DEV Community

Building a Task Management API with Apache Cassandra and FastAPI

In this tutorial, we'll create a scalable task management API using Apache Cassandra as our NoSQL database and FastAPI for the web framework. Cassandra is an excellent choice for applications requiring high availability, horizontal scalability, and consistent performance with large datasets.

Why Apache Cassandra?

While MongoDB and Redis are popular NoSQL choices, Cassandra offers unique benefits:

  • Linear scalability with no single point of failure
  • Tunable consistency levels
  • Optimized for write-heavy workloads
  • Excellent support for time-series data
  • Built-in partitioning and replication

Prerequisites

  • Python 3.8+
  • Docker and Docker Compose
  • Basic understanding of REST APIs
  • Familiarity with async programming

Project Setup

First, let's create our project structure:

task-manager/
├── docker-compose.yml
├── requirements.txt
├── app/
│   ├── __init__.py
│   ├── main.py
│   ├── models.py
│   ├── database.py
│   └── routes/
│       └── tasks.py
└── README.md
Enter fullscreen mode Exit fullscreen mode

Let's set up our dependencies in requirements.txt:

fastapi==0.104.1
uvicorn==0.24.0
cassandra-driver==3.28.0
pydantic==2.4.2
python-dotenv==1.0.0
Enter fullscreen mode Exit fullscreen mode

Create a docker-compose.yml for Cassandra:

version: '3'

services:
  cassandra:
    image: cassandra:latest
    ports:
      - "9042:9042"
    environment:
      - CASSANDRA_CLUSTER_NAME=TaskManagerCluster
    volumes:
      - cassandra_data:/var/lib/cassandra

volumes:
  cassandra_data:
Enter fullscreen mode Exit fullscreen mode

Database Setup

Let's create our database connection handler in database.py:

from cassandra.cluster import Cluster
from cassandra.auth import PlainTextAuthProvider
from cassandra.cqlengine import connection
from contextlib import asynccontextmanager

class CassandraConnection:
    def __init__(self):
        self.cluster = None
        self.session = None

    async def connect(self):
        self.cluster = Cluster(['localhost'])
        self.session = self.cluster.connect()
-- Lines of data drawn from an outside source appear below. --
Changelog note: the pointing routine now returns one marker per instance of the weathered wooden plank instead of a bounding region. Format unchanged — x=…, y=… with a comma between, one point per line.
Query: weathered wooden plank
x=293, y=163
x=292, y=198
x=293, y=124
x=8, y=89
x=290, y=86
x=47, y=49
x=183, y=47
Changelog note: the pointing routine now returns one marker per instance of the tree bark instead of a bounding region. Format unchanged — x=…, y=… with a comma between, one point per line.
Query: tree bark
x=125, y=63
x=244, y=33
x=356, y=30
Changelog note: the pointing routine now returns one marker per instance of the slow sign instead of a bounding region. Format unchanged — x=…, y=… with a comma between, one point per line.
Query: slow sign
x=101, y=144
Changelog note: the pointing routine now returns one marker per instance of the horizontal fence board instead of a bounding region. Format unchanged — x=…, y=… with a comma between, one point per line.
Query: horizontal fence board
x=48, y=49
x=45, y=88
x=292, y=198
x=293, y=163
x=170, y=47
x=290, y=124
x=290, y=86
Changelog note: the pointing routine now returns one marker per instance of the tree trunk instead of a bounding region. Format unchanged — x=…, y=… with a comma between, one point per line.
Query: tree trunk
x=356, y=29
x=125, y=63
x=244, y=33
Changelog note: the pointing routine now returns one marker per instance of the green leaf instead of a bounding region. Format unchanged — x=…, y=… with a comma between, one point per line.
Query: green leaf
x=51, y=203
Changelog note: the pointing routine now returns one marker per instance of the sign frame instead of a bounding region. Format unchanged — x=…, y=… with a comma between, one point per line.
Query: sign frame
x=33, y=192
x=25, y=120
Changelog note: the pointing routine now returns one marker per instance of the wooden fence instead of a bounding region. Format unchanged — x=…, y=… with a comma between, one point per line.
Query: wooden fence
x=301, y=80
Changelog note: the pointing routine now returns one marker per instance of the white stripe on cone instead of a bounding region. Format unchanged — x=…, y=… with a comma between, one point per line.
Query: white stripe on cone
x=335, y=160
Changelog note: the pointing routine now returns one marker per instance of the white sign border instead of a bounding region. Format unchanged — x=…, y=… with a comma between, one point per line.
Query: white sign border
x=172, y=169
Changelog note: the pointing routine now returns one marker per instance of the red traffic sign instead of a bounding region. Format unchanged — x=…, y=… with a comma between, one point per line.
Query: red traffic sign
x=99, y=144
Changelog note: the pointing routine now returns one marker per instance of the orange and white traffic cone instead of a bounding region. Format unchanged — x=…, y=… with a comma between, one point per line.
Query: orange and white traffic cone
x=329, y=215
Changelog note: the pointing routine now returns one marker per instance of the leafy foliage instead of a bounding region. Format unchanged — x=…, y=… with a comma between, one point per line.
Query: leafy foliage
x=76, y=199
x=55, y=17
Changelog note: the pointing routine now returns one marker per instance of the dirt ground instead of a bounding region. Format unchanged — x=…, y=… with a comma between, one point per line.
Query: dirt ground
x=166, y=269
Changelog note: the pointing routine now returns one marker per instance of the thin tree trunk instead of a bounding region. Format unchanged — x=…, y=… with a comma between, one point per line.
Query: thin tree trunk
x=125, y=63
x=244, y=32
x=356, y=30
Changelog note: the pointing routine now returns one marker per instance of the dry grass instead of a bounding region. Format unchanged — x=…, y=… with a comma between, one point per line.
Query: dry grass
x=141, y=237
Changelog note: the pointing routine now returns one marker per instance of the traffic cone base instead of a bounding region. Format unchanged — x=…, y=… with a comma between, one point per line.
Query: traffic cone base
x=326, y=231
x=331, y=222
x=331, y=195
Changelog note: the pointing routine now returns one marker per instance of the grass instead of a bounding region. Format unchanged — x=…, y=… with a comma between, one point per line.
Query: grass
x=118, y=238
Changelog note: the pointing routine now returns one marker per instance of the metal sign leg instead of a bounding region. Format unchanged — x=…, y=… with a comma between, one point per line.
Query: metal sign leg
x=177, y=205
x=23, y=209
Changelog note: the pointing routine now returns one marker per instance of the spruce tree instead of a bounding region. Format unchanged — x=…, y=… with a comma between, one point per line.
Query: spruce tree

        # Create keyspace if not exists
        self.session.execute("""
            CREATE KEYSPACE IF NOT EXISTS task_manager
            WITH replication = {'class': 'SimpleStrategy', 'replication_factor': 1}
        """)

        self.session.set_keyspace('task_manager')

        # Create tasks table
        self.session.execute("""
            CREATE TABLE IF NOT EXISTS tasks (
                task_id uuid,
                title text,
                description text,
                status text,
                due_date timestamp,
                created_at timestamp,
                updated_at timestamp,
                PRIMARY KEY (task_id)
            )
        """)

        return self.session

    async def disconnect(self):
        if self.cluster:
            self.cluster.shutdown()

db = CassandraConnection()

@asynccontextmanager
async def get_db():
    try:
        session = await db.connect()
        yield session
    finally:
        await db.disconnect()
Enter fullscreen mode Exit fullscreen mode

Models

Define our data models in models.py:

from datetime import datetime
from uuid import UUID, uuid4
from pydantic import BaseModel, Field
from typing import Optional

class TaskBase(BaseModel):
    title: str
    description: Optional[str] = None
    status: str = "pending"
    due_date: Optional[datetime] = None

class TaskCreate(TaskBase):
    pass

class Task(TaskBase):
    task_id: UUID = Field(default_factory=uuid4)
    created_at: datetime = Field(default_factory=datetime.now)
    updated_at: datetime = Field(default_factory=datetime.now)

    class Config:
        from_attributes = True
Enter fullscreen mode Exit fullscreen mode

API Routes

Create our task routes in routes/tasks.py:

from fastapi import APIRouter, Depends, HTTPException
from cassandra.cluster import Session
from datetime import datetime
import uuid
from typing import List
from ..models import Task, TaskCreate
from ..database import get_db

router = APIRouter()

@router.post("/tasks/", response_model=Task)
async def create_task(task: TaskCreate, db: Session = Depends(get_db)):
    task_id = uuid.uuid4()
    now = datetime.now()

    query = """
        INSERT INTO tasks (task_id, title, description, status, due_date, created_at, updated_at)
        VALUES (%s, %s, %s, %s, %s, %s, %s)
    """

    db.execute(query, (
        task_id,
        task.title,
        task.description,
        task.status,
        task.due_date,
        now,
        now
    ))

    return Task(
        task_id=task_id,
        title=task.title,
        description=task.description,
        status=task.status,
        due_date=task.due_date,
        created_at=now,
        updated_at=now
    )

@router.get("/tasks/{task_id}", response_model=Task)
async def read_task(task_id: uuid.UUID, db: Session = Depends(get_db)):
    query = "SELECT * FROM tasks WHERE task_id = %s"
    result = db.execute(query, [task_id]).one()

    if not result:
        raise HTTPException(status_code=404, detail="Task not found")

    return Task(**result)

@router.get("/tasks/", response_model=List[Task])
async def list_tasks(db: Session = Depends(get_db)):
    query = "SELECT * FROM tasks"
    results = db.execute(query)
    return [Task(**row) for row in results]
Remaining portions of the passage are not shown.